И надо сказать, что у этого пожилого человека с полученной ещё в детстве травмой позвоночника, доставлявшей ему постоянные нравственные мучения, очень впечатлительного и ранимого, «без кожи», как он сам о себе говорил, подобного мужества было предостаточно.
В одном голландском фильме слабый и совершенно лишённый героических черт владелец кафе-мороженого, попавший как еврей в руки гестаповцев, искренне обещает им выдать своих друзей. И… не может. Не может, и всё. Не получается.
Вот и Илья Львович Табенкин, который всё время сетовал на свою житейскую «слабость», в делах искусства был «стойким принцем» — писал свои натюрморты, пейзажи, портреты с полной отдачей всех душевных сил, не позволял себе расслабиться. Отсюда и резкий, подчас запальчивый тон некоторых его оценок.
Этих оценок в художественных кругах побаивались.
Выходец из еврейского местечка в Белоруссии, он прожил жизнь (и об этом говорил а поминальном застолье его сын, художник Лев Табенкин), как полагается порядочному советскому человеку. Его не миновали ни сталинская тюрьма, ни ссылка. Но об этом он не любил вспоминать.

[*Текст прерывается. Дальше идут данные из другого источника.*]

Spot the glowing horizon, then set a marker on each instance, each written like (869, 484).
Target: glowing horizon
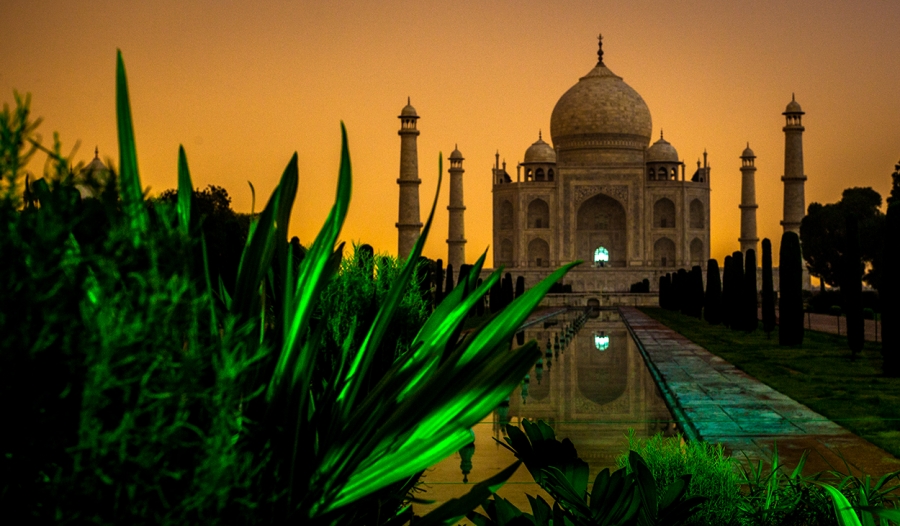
(243, 88)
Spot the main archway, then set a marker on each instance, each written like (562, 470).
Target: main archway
(601, 222)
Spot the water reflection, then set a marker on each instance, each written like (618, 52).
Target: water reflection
(593, 398)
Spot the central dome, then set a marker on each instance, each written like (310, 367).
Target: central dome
(601, 110)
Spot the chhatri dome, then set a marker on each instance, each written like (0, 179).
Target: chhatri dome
(599, 108)
(540, 152)
(662, 151)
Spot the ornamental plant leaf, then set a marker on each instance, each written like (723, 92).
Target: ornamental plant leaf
(129, 179)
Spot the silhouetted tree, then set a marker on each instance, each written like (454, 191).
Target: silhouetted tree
(851, 287)
(496, 297)
(750, 295)
(712, 304)
(823, 234)
(790, 300)
(665, 283)
(768, 292)
(695, 293)
(727, 291)
(479, 305)
(507, 289)
(890, 287)
(448, 288)
(682, 292)
(438, 281)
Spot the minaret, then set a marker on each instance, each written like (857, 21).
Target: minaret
(456, 240)
(408, 226)
(748, 204)
(794, 178)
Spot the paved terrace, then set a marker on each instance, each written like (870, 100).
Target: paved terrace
(724, 405)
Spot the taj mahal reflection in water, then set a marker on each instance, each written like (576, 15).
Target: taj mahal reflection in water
(593, 390)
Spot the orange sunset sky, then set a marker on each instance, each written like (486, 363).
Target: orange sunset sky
(242, 85)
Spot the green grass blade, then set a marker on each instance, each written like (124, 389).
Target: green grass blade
(129, 179)
(455, 509)
(506, 323)
(185, 189)
(842, 509)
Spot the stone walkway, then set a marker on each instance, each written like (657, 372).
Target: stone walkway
(725, 405)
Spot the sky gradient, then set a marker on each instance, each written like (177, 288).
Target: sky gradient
(243, 85)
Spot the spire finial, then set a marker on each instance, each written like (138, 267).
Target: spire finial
(600, 50)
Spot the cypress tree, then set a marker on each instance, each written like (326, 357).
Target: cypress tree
(727, 291)
(438, 281)
(448, 288)
(737, 293)
(496, 297)
(768, 292)
(682, 292)
(464, 271)
(663, 286)
(851, 287)
(790, 301)
(507, 290)
(890, 291)
(479, 305)
(751, 305)
(696, 291)
(712, 302)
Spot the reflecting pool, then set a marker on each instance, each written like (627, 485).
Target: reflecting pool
(592, 391)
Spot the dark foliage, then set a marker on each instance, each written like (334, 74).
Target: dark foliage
(712, 301)
(823, 234)
(790, 301)
(750, 294)
(439, 281)
(683, 292)
(727, 292)
(736, 297)
(508, 291)
(890, 290)
(448, 288)
(768, 291)
(851, 287)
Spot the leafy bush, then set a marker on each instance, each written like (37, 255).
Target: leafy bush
(152, 397)
(713, 474)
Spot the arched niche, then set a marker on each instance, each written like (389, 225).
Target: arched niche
(697, 216)
(601, 221)
(697, 252)
(538, 214)
(538, 253)
(664, 252)
(664, 213)
(506, 215)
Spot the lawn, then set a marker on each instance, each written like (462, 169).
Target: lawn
(821, 374)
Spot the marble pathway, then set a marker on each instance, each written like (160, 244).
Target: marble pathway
(725, 405)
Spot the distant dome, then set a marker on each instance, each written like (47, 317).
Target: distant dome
(601, 106)
(793, 107)
(748, 152)
(662, 152)
(540, 152)
(408, 110)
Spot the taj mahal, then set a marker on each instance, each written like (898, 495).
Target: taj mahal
(599, 192)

Вообще в моём сознании он запечатлелся не унылым и жалующимся на жизнь (хотя было и это), а исполненным творческой энергии, с блеском в больших прозрачных глазах, в радостном предчувствии новой работы, которую он напишет завтра. Запечатлелась его улыбка, не ироническая и не жёлчная, а по-детски простодушная, хотя чему вроде бы было особенно улыбаться и радоваться? Груз лет, житейские невзгоды, почти полная неизвестность за пределами узкого круга художников и искусствоведов. Я не знала его до «перелома». Моё общение с Ильёй Львовичем Табенкиным продолжалось три последних года его жизни, насыщенных работой, замыслами, надеждами на лучшие перемены в судьбе.
Он стал участником московского аукциона английской фирмы «Сотбис», планировались его выставки в Европе.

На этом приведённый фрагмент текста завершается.